I need to reduce some of the errors in my experiment to improve it. To do this I could use the same burner for the repeats so the length of the wick would be the same. By carrying out the experiment in a fume cupboard or ceiled container, I could reduce the heat escaping through rafts. If the soot were removed from the bottom of the can, by cleaning, the heat would get to the water quicker, which would also minimize errors.

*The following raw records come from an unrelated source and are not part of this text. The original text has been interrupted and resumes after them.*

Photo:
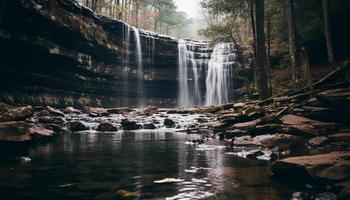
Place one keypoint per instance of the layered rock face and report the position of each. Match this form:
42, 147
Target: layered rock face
58, 53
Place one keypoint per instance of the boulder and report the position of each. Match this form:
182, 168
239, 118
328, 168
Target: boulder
169, 123
344, 193
37, 132
45, 120
150, 110
97, 112
336, 141
149, 126
16, 131
120, 110
126, 124
282, 141
16, 114
71, 110
329, 167
5, 107
77, 126
247, 126
306, 127
106, 127
54, 111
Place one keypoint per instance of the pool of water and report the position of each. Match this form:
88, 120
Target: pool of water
127, 165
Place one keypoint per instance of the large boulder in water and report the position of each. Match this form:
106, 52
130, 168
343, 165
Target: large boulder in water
169, 123
16, 114
77, 126
107, 127
329, 167
127, 124
14, 132
20, 131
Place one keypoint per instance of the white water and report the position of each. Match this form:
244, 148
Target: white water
140, 73
189, 95
219, 78
126, 60
192, 57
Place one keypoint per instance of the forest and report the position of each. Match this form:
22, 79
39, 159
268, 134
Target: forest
174, 99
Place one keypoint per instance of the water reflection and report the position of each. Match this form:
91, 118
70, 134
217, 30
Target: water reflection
125, 166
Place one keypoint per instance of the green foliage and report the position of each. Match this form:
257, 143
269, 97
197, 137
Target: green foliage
156, 15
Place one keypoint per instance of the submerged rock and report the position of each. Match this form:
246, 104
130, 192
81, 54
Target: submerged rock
126, 124
106, 127
71, 110
77, 126
333, 166
45, 120
120, 110
16, 114
14, 132
345, 193
54, 111
20, 131
149, 126
38, 132
283, 141
97, 112
298, 125
169, 123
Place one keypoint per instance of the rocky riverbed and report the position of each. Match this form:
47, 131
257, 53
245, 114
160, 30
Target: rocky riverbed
305, 140
304, 136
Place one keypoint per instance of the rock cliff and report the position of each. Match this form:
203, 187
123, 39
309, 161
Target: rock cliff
59, 53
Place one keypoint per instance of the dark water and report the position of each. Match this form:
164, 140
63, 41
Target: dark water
125, 166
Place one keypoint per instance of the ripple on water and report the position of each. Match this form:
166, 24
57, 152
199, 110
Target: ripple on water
191, 195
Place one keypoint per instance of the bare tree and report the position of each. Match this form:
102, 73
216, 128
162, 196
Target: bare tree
327, 31
293, 42
261, 50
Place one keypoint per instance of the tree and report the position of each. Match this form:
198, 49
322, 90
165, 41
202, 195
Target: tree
261, 50
327, 31
293, 42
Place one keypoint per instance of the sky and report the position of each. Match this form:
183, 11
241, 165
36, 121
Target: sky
191, 7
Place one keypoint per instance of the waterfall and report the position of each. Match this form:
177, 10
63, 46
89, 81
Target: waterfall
126, 61
184, 95
219, 80
140, 74
189, 94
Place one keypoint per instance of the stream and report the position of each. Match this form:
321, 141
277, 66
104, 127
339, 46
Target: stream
130, 165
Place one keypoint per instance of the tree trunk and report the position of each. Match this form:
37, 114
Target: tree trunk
293, 43
261, 50
327, 31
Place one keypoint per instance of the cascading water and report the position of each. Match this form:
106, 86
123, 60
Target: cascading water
189, 95
192, 57
184, 95
140, 73
219, 78
126, 61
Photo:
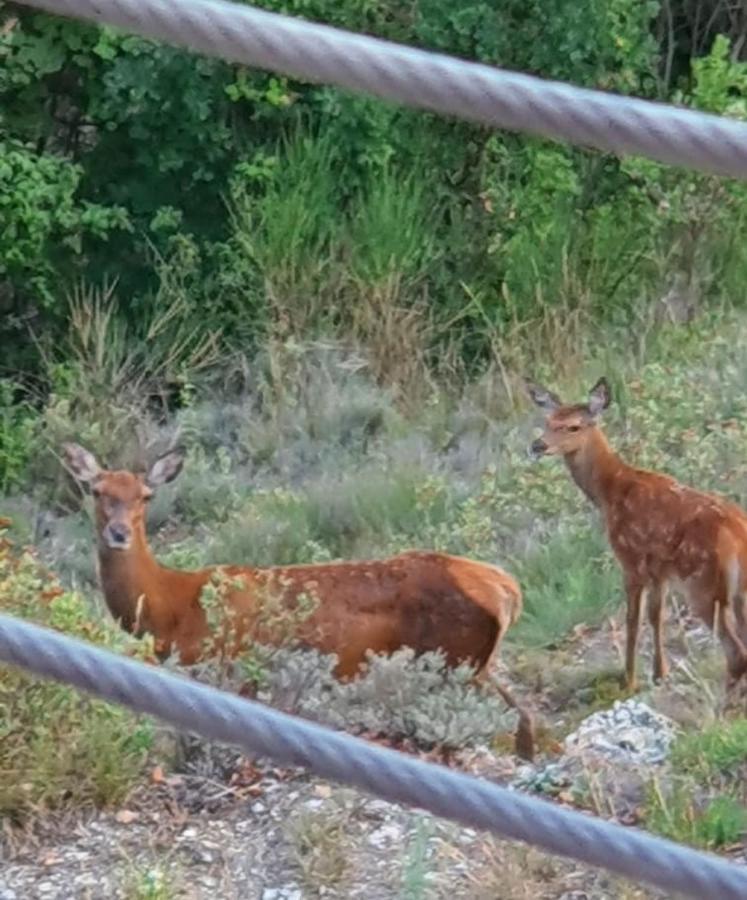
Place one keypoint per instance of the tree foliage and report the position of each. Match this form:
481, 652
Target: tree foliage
124, 158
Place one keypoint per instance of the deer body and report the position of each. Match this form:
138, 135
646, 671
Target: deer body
660, 531
426, 601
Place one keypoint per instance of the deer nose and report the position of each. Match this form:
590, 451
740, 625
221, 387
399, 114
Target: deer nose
117, 535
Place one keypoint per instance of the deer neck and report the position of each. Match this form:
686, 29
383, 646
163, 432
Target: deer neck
594, 467
126, 576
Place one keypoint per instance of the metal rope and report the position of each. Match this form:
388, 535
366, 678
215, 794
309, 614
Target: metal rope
428, 80
263, 731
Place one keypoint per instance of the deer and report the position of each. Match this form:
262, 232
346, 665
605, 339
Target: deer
426, 601
662, 533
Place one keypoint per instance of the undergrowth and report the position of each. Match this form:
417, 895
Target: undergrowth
57, 746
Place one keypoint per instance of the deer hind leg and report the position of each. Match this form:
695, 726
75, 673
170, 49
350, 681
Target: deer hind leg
656, 606
634, 590
525, 741
730, 622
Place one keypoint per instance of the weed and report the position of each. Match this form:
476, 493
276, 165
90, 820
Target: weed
719, 749
320, 841
58, 747
709, 823
148, 883
415, 865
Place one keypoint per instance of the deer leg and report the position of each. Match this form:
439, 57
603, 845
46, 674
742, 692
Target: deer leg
525, 731
731, 643
634, 591
656, 616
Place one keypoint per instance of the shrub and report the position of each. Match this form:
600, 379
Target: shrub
57, 746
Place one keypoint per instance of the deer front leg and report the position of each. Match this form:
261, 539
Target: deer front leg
656, 599
634, 592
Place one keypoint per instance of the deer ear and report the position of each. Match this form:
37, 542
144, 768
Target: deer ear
81, 462
542, 397
600, 397
165, 468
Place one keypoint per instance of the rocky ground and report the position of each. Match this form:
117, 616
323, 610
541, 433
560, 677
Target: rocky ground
260, 833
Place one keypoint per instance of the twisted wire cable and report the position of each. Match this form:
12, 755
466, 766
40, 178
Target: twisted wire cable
262, 731
432, 81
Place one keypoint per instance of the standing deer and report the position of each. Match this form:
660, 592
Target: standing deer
660, 531
425, 601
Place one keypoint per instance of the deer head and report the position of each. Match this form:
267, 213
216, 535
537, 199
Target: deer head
120, 497
567, 426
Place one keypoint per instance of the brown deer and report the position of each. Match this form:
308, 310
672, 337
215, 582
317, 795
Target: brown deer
425, 601
661, 532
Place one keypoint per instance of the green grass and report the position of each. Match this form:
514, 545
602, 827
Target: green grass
570, 578
719, 749
704, 805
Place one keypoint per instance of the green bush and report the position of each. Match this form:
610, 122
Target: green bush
58, 747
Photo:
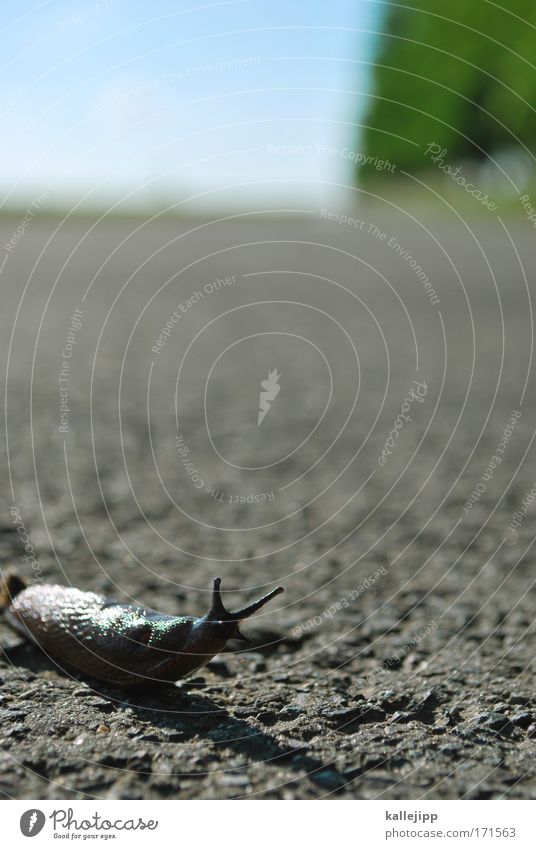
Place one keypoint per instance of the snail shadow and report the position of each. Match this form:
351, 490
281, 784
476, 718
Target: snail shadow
189, 715
177, 714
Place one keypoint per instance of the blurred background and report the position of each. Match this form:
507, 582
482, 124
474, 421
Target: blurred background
267, 276
229, 103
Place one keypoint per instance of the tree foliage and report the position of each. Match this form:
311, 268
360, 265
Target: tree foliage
458, 73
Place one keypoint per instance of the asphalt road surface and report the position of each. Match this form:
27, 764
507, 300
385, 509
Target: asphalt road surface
387, 488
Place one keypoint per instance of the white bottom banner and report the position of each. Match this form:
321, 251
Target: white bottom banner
228, 825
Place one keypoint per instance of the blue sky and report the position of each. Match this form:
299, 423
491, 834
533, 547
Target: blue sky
181, 100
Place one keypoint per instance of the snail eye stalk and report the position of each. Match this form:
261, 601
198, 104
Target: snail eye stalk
218, 612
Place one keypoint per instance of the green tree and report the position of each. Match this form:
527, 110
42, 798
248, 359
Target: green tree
458, 73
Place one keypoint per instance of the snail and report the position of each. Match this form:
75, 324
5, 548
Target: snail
122, 644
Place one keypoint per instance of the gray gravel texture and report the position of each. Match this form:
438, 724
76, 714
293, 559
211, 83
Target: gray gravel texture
399, 662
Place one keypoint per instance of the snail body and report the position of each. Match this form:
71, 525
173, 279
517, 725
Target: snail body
124, 645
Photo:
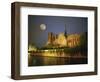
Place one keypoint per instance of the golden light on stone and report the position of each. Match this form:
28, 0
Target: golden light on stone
43, 27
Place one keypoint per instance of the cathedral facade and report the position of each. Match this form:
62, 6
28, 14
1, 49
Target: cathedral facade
63, 39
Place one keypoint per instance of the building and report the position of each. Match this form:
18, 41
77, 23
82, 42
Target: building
63, 39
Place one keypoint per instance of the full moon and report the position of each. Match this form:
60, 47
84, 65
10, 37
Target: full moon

Also I could measure he size of the wick to make sure that they are equal. I could further this experiment by investigating other homologous series, such as alkenes, or carboxylic acids. This would also me to see if there are any patterns or trends within the theory. To do this I would set up the same experiment, but instead of using alcohols, I would use the alkenes. To make the experiment more reliable I would use a wider range of fuels, for example, six. The first 6 alkenes are as follows: Ethane, Propene, Butene, Pentene, Hexane, and Heptene.
Below are the relative formula mass and the formulas of the first 6 alkenes:
Here are the Balanced Symbol Equations for the first six Alkenes:
Ethene:
2C2H6 + 7O2 → 4CO2 + 6H2O
Propene:
2C3H8 + 10O2 → 6CO2 + 8H2O
Butene:
2C4H10 + 13O2 → 8CO2 + 10H2O
Pentene:
2C5H12 + 16O2 → 10CO2 + 12H2O
Hexene:
2C6H14 + 19O2 → 12CO2 + 14H2O
Heptene:
2C7H16 + 21O2 → 14CO2 + 16H2O
This would be a starting point for the experiment. I think I would find that the pattern is the same and that the longer the alkene, the more bonds contains. From what I have discovered in this experiment I would predict that Heptene would give out the most energy as the more bonds in the exothermic reaction the more energy given out from the reaction.